Ma guai se Forza Italia commettesse l’errore di ridurre la lettura del risultato a queste beghe locali. Anche perché, se beghe locali sono, è nazionale il partito che avrebbe dovuto occuparsene. Forza Italia oggi è in una situazione paradossale: mentre si aspetta la nascita del Partito Repubblicano, nessuno si occupa più della gestione del partito, oltre tutto paralizzata dalla mancanza di fondi.
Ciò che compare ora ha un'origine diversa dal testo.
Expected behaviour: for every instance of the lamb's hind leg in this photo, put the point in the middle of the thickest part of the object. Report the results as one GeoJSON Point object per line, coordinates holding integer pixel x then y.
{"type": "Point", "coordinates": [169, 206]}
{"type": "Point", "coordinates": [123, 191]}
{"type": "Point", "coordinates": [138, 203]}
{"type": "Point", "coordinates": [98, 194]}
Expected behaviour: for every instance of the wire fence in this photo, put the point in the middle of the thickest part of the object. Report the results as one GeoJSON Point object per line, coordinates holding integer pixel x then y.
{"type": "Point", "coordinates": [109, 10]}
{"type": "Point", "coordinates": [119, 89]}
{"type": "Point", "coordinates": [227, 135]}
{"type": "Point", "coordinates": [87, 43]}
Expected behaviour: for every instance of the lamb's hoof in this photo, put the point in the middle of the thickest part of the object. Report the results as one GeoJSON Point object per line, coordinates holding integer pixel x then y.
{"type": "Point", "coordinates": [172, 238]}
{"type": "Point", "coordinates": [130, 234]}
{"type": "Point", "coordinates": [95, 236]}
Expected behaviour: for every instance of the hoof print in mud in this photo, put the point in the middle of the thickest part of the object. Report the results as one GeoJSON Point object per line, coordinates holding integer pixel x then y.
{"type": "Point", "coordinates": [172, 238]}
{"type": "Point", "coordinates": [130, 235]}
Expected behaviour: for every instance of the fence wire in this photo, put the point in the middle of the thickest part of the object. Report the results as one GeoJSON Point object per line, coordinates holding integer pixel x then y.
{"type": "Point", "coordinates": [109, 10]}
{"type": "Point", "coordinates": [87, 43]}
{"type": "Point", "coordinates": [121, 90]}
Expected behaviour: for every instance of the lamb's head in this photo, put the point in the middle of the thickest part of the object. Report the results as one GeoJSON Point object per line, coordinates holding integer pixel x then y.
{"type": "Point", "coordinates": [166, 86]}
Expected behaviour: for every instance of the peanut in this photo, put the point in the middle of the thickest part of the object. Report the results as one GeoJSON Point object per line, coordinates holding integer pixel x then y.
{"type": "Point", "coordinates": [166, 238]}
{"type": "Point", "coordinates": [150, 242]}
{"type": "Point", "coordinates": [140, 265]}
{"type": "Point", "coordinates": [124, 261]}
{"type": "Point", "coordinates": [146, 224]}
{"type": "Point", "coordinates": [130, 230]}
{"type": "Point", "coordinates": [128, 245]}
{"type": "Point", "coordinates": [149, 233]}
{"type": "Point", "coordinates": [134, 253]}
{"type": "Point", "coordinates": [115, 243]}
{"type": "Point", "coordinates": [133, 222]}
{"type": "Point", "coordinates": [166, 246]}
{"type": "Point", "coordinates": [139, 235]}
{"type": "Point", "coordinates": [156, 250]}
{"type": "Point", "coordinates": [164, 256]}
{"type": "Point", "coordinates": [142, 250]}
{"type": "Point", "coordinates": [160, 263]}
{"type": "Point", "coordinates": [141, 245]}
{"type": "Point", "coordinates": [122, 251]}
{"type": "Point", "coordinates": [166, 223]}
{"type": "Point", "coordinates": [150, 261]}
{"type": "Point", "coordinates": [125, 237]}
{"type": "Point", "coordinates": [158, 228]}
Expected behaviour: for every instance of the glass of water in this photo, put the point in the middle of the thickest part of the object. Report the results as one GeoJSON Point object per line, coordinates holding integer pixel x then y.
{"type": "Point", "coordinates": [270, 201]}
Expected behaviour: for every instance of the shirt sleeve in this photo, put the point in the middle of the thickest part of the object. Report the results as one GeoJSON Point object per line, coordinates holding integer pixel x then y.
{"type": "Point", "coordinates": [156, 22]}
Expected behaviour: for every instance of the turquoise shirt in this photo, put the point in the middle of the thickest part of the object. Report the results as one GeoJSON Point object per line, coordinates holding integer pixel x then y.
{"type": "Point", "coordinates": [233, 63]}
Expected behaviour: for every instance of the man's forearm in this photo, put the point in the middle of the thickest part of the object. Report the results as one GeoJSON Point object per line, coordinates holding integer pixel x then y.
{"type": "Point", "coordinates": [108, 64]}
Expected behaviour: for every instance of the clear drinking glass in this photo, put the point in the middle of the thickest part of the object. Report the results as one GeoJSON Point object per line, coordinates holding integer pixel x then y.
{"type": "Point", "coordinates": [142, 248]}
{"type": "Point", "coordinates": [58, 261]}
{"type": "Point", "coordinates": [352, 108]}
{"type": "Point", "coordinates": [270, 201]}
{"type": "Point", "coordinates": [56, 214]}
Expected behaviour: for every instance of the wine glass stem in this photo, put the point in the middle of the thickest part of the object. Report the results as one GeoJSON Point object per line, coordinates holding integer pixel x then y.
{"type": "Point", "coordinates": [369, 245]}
Come sarà il Partito Repubblicano di Berlusconi
L’uomo macchina, Denis Verdini, è più fuori che dentro dopo la fine del Patto del Nazareno, del cui fallimento è a torto o a ragione imputato. I pochi che lavorano davvero sono totalmente assorbiti dai rispettivi compiti (e come ricompensa sono circondati da sarcasmi e da critiche in qualità di "cerchio magico"): quello più ingrato e coraggioso di tutti, far quadrare i conti, tocca a Maria Rosaria Rossi, mentre Deborah Bergamini regge brillantemente la sfida su un terreno ostile come quello della Comunicazione, Giovanni Toti sta affrontando la candidatura in Liguria, con risultati finora sorprendentemente positivi (che gli fanno sperare di vincere in una regione storicamente rossa) mentre Gregorio Fontana gestisce un tesseramento che contro ogni aspettativa funziona e porta molti aderenti e qualche risorsa e Marcello Fiori mantiene viva l’attività dei Club e lavora a riorganizzare le fila della presenza azzurra negli Enti Locali.
Per il resto, in Piazza in Lucina, il deserto.
In queste condizioni, solo Berlusconi poteva tentare il miracolo. Chissà se gli sarebbe riuscito anche questa volta, se si fosse impegnato direttamente nella regione alpina? Non lo sapremo mai. Ma una cosa la sappiamo ben chiara: un partito che vuole avere un futuro non può contare ogni volta su un taumaturgo, anche perché prima o poi il taumaturgo potrebbe stancarsi davvero.